Равным образом нельзя сказать и того, чтобы его меры оказались безуспешными. Это я объясню в следующем примечании, ибо объяснить это здесь значит внести путаницу в нашу хронологию, затронув события следующего года. В этом месте достаточно вспомнить, что ко времени, о котором говорит здесь Бэкон, а именно к зиме 1488 г., еще не произошло того, что английские войска возвратились, не добившись успеха; они лишь готовились к отправке, и все события, о которых говорится на следующих страницах, имели место либо до, либо во время этой экспедиции.

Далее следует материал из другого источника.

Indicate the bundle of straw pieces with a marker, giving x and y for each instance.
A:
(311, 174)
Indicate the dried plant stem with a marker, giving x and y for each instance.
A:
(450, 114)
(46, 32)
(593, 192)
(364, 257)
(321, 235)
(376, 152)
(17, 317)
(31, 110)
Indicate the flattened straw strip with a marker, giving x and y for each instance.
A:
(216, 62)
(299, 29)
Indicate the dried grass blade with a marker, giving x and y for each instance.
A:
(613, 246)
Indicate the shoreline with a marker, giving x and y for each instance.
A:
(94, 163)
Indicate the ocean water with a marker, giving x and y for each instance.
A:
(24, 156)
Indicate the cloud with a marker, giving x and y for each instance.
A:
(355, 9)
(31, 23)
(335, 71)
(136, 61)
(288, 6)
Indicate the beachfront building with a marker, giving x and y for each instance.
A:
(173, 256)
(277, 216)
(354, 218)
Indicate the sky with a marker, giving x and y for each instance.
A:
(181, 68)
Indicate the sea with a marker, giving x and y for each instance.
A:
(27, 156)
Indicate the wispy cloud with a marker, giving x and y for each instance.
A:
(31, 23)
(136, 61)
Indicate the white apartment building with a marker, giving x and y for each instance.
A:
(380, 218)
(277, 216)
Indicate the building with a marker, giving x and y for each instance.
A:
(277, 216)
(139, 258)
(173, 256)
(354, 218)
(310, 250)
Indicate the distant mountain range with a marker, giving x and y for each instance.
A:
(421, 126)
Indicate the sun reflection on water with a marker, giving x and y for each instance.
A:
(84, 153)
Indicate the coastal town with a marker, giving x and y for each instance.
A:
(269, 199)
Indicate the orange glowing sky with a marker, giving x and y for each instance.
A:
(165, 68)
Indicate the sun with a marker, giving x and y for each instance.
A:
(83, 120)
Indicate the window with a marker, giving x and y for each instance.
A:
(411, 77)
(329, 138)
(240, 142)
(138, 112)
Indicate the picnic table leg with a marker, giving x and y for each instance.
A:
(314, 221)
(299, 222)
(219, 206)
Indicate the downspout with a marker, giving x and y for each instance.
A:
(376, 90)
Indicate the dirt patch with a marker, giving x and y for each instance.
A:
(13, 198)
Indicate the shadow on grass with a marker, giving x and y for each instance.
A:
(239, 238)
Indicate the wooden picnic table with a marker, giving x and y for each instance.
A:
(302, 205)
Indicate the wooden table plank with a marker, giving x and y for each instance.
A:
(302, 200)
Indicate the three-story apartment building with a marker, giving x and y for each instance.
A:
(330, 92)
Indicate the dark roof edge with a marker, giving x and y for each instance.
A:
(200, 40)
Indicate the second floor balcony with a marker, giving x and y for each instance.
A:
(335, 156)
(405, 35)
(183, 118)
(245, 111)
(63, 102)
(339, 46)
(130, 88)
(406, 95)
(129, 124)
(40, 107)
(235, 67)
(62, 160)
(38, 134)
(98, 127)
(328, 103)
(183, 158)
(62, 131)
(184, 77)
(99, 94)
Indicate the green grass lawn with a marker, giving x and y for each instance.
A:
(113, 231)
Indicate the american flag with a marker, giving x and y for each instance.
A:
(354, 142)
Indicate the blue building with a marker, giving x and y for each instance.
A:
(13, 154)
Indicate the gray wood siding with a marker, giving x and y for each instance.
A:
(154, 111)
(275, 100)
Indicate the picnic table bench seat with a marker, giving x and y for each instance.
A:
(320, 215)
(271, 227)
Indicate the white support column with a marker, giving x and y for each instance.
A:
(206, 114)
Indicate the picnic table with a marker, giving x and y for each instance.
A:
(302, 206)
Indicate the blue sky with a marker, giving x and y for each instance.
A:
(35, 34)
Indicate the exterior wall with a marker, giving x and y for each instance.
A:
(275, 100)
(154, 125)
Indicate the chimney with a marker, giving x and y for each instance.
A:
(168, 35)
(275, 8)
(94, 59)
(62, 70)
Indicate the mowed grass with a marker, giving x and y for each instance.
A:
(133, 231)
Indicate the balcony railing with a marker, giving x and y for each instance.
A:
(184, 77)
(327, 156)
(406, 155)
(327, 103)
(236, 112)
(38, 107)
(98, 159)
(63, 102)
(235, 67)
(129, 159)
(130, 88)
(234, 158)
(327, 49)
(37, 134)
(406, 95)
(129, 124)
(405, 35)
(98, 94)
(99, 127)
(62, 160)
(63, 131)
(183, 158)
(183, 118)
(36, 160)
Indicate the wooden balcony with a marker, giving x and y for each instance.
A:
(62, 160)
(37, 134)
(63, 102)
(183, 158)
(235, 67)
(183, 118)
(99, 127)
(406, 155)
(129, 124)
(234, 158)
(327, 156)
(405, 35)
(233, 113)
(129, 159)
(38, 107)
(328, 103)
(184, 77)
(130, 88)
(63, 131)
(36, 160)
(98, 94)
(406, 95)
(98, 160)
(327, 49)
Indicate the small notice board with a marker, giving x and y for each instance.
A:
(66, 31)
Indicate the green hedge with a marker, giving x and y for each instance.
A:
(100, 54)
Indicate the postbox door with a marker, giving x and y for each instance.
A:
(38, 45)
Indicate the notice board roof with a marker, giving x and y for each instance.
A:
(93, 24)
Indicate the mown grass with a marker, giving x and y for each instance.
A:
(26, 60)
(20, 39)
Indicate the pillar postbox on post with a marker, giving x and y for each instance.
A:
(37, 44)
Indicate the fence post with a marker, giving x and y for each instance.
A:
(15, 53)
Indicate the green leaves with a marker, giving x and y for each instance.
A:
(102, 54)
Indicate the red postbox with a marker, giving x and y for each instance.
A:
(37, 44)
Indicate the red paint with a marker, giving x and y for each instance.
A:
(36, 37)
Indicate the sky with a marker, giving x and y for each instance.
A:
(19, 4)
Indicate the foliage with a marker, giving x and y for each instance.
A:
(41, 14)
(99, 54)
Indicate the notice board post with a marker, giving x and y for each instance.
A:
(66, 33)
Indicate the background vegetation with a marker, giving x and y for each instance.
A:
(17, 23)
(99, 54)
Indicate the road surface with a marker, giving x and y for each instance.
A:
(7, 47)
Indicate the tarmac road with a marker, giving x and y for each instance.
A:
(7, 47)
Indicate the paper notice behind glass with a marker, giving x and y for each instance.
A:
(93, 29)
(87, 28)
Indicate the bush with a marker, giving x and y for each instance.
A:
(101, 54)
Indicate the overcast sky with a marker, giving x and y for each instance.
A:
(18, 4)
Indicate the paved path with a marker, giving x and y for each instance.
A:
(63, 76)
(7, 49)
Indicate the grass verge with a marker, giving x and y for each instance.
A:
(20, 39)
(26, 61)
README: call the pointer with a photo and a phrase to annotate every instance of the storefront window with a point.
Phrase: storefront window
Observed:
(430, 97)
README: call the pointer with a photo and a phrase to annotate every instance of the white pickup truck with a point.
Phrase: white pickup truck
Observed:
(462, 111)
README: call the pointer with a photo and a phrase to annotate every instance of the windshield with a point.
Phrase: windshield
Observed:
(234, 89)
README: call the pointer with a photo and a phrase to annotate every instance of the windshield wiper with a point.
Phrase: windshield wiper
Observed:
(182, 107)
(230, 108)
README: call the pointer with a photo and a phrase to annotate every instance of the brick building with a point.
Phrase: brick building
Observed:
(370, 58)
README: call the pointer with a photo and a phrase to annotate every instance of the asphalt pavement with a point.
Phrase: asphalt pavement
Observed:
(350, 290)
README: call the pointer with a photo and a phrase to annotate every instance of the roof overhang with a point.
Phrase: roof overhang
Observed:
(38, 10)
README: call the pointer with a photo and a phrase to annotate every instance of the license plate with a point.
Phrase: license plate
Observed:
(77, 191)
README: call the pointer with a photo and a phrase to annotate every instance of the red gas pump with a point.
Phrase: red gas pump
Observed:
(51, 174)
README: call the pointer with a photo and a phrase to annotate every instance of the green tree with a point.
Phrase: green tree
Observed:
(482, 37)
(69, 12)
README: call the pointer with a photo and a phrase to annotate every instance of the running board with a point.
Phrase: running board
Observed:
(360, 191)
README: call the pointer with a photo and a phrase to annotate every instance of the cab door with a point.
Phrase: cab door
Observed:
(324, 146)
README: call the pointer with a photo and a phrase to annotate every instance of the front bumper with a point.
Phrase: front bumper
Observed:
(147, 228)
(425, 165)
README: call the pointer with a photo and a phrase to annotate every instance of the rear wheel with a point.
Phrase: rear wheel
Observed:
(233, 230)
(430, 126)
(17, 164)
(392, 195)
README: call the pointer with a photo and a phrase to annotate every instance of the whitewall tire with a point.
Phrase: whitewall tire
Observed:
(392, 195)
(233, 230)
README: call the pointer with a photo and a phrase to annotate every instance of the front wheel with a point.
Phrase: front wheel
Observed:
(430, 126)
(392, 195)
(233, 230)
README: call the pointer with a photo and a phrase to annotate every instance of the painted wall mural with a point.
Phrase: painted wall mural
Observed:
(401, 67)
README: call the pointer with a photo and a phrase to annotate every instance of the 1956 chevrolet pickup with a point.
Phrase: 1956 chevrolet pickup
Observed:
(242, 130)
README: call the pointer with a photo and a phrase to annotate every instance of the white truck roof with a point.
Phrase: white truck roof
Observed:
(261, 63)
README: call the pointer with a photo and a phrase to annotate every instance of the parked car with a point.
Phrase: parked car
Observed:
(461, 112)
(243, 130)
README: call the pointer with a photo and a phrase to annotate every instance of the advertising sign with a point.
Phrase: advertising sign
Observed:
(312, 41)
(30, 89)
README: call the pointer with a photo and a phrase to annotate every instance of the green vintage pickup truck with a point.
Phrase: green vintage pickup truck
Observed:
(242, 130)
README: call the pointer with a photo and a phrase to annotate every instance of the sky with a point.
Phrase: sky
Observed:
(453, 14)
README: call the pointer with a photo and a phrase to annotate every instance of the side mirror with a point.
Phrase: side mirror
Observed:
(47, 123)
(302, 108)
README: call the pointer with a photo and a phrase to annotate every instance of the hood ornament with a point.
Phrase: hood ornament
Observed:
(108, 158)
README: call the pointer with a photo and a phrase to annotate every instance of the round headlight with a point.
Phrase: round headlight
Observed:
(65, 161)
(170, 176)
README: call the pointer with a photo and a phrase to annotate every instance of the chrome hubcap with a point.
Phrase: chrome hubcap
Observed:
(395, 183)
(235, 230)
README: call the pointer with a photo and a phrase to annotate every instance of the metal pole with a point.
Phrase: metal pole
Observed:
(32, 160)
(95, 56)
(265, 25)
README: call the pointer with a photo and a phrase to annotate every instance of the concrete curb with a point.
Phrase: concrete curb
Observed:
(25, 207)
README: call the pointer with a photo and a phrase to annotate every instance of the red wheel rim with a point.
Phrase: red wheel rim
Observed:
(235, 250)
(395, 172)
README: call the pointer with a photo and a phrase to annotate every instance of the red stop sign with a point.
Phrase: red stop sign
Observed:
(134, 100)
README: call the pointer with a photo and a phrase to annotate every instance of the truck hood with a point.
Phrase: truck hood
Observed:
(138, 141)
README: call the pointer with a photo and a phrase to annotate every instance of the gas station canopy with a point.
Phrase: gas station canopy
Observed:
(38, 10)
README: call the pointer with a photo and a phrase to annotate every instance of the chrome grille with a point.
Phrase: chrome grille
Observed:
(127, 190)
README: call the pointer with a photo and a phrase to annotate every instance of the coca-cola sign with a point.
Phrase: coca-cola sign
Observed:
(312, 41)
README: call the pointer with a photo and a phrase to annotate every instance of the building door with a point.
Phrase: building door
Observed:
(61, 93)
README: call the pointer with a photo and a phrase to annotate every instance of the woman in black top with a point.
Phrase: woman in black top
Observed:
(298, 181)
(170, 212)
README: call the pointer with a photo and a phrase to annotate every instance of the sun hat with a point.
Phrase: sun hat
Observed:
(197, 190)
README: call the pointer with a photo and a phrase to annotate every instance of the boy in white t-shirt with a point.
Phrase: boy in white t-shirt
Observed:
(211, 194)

Версия о возвращении английских войск после безуспешной кампании через пять месяцев с момента отплытия родилась, вероятно, из какого-нибудь небрежного рассказа или случайного упоминания о событии, известном нам из «Писем Пастона». Где-то в конце января 1488/1489 г., за месяц или больше до того времени, когда были готовы к отплытию войска под командованием лорда Брука, какие-то джентльмены и правда отправились в Бретань, но вернулись в Англию сразу же, даже не высадившись, поскольку, вероятно, сочли, что французы слишком сильны для такого небольшого отряда. «Эти джентльмены (пишет Марджери Пастон из Лондона 10 февраля 1488/1489 — а не 1487/ 1488, как полагает издатель), которые сели на корабль, чтобы отправиться в Бретань две недели тому назад, а именно сэр Ричард Эджкомб, сэр Роберт Клиффорд, сэр Джон Тробилвилль и Джон Моттон, главный привратник, возвратились к берегам Англии, кроме одного сэра Ричарда Эджкомба, высадившегося в Бретани и пребывавшего в городе, именуемом Морлэ, который сразу же по его прибытии был осажден французами, и потому едва ли оставшегося в живых; что же касается того города, то он был взят французами, как и город, именуемый Брест; однако замок, по слухам, еще держится».